Lead Research Organisation: University of York
Department Name: Environment

Abstract

Our inter-disciplinary project addresses the first challenge of the Colombian Bio Resources call by examining: (1) the socio-ecological system of páramo habitat in Boyacá and Cundinamarca; (2) the value of biodiversity in this system to local communities and wider society; and (3) the response of páramo ecosystems to environmental change and anthropogenic pressures including social and political change. Through investigating the current and potential value of biodiversity and ecosystem services provided by páramos, both in monetary and non-monetary terms, the project will promote the economy of páramos in the Departments of Boyacá and Cundinamarca, thereby contributing to economic development and social welfare in Colombia. We will integrate ecosystem-based and historical conceptions of human-nature interactions to reveal how socio-economic, political and cultural changes have interacted with environmental pressures in shaping páramo ecosystems over time, and use this new understanding to inform future sustainable and equitable governance options. In this way we will address the programme's challenge of "functioning and resilience of socio-economic systems" by bringing together researchers from natural sciences and humanities.
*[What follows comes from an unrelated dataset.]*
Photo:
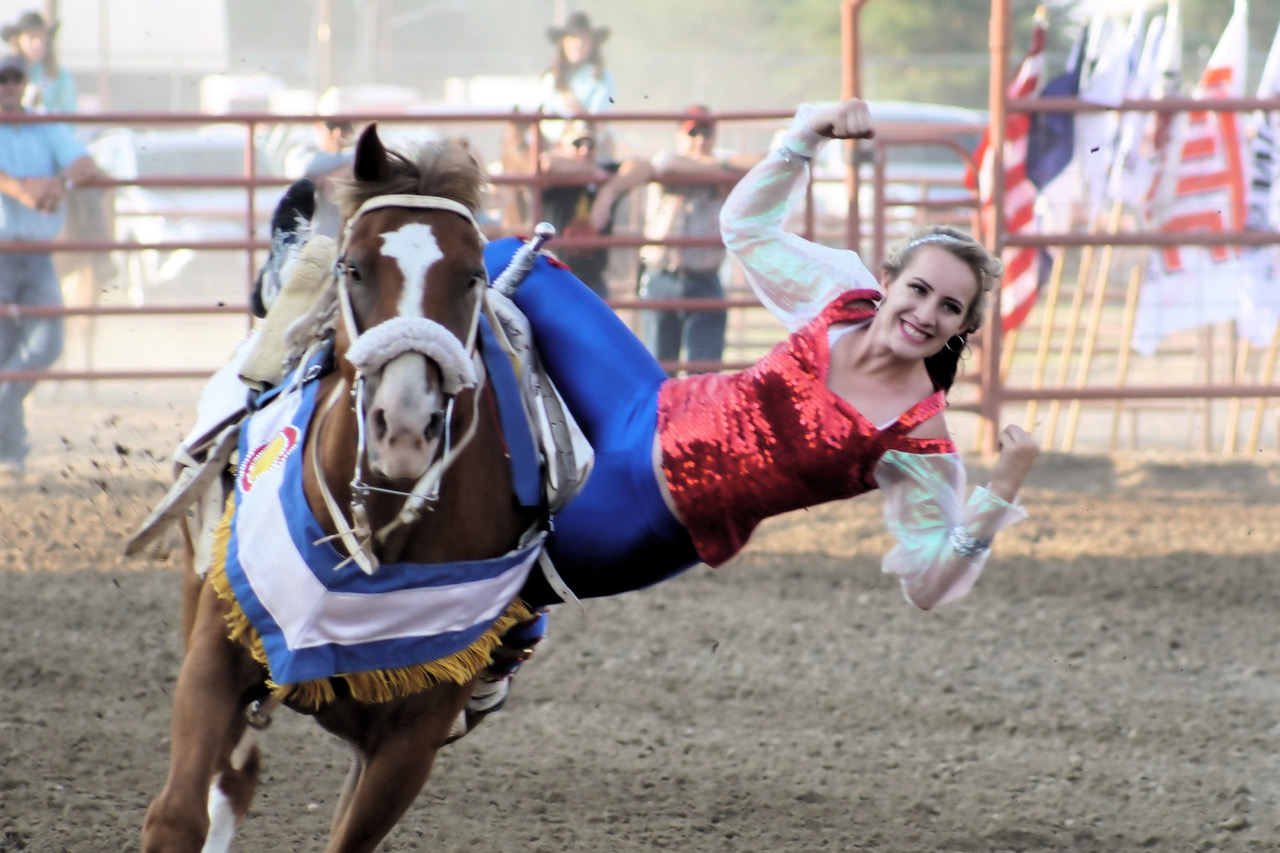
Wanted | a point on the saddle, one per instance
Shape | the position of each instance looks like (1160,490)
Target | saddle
(301,315)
The history of high-elevation páramo habitat is fundamental in understanding the pressures this ecosystem now faces. For the Muisca people and for many páramo inhabitants today, páramos are sacred places from where the gods came that controlled water and the origin and maintenance of life. To European colonists, páramos were seen as the source of abundant mineral riches based around the legend of El Dorado. More recently, the critical importance of páramos in providing fresh water to the growing urban populations of Colombia and supporting unique biodiversity have come to the fore, along with the recognition that the system faces significant challenges from climate change and land-use pressures. These competing pressures are placigly diverse demands on the system, and, despite a number of initiatives both nationally and internationally, tensions over the management and governance of the system persist. The páramo socio-ecological system is therefore ideal for addressing the challenges of the Colombia Bio Resources programme.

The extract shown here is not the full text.